Joe Dunthorne & Philip Hensher talk to John Mullan

Two of our most brilliant young novelists discuss their most recent books with the academic and critic John Mullan.

Philip’s novel The Friendly Ones depicts multicultural life in Sheffield while Joe’s novel The Adulterants describes the lives of twenty-somethings in London who don’t want to grow up. Philip has in the past been shortlisted for the Man Booker Prize, and Joe’s first novel Submarine was turned into a critically-acclaimed film.

“Dunthorne is a superbly economical writer, and one with a poet’s sensibility. He is also properly funny. There are several snort-through-your-nose moments. But throughout, the novel’s comedy is always balanced by insight and poignancy

The Observer

Hensher is gifted with a great virtuosity and a relentless intelligence

The Guardian

Joe Dunthorne

Joe Dunthorne was born and brought up in Swansea. He is the author of Submarine, which has been translated into fifteen languages and made into an acclaimed film directed by Richard Ayoade, and Wild Abandon, which won the 2012 Encore Award. A collection of his poetry is published as Faber New Poets 5. He lives in London and The Adulterants is his third novel.

Philip Hensher

Philip Hensher was born in London in 1965. He was educated at Oxford and Cambridge, where he wrote a PhD on eighteenth-century English painting and satire.
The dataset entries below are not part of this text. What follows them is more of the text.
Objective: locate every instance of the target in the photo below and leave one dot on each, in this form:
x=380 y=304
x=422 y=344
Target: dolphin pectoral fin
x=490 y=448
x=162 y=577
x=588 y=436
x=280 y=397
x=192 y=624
From 1990 to 1996 he was a House of Commons clerk. His books include Other Lulus (1994), Kitchen Venom (1996), which won the Somerset Maugham award, Pleasured (1998), The Bedroom of the Mister’s Wife (1999), The Mulberry Empire (2002), The Fit (2005), The Northern Clemency (2008), which was shortlisted for the 2008 Man Booker Prize, King of the Badgers (2011) and Scenes From Early Life (2012), which won the 2013 Royal Society of Literature Ondaatje Prize and The Friendly Ones (2018). His collection of stories, Tales of Persuasion, was published by 4th Estate in 2016. Hensher edited The Penguin Book of the British Short Story Volume I & II, published in 2015 and The Penguin Book of the Contemporary British Short Story published in 2018. His most recent novel, A Small Revolution in Germany, was published by 4th Estate in 2020. He also wrote a libretto to Thomas Ades’ opera, Powder Her Face (1995), which has been performed across the world, recorded by EMI and filmed by Channel Four. He is a regular contributor to The Spectator, The Independent, and other English newspapers. Hensher was made a fellow of the Royal Society of Literature in 1998, and is on the Council of the Society. He is Professor of Creative Writing at Bath Spa University and lives in London.

John Mullan

John Mullan studied for his BA and PhD at the University of Cambridge. He was a Research Fellow at Jesus College, Cambridge and a Lecturer at Fitzwilliam College, Cambridge, before coming to UCL in 1994. He has been Professor of English since 2005, and was appointed Lord Northcliffe Chair of Modern English Literature from 1st October 2016. He was General Editor of the Pickering & Chatto series Lives of the Great Romantics by Their Contemporaries, and Associate Editor for the Oxford Dictionary of National Biography. He is a regular TV and radio broadcaster and a literary journalist; he writes on contemporary fiction for the Guardian and was a judge for the 2009 Man Booker Prize.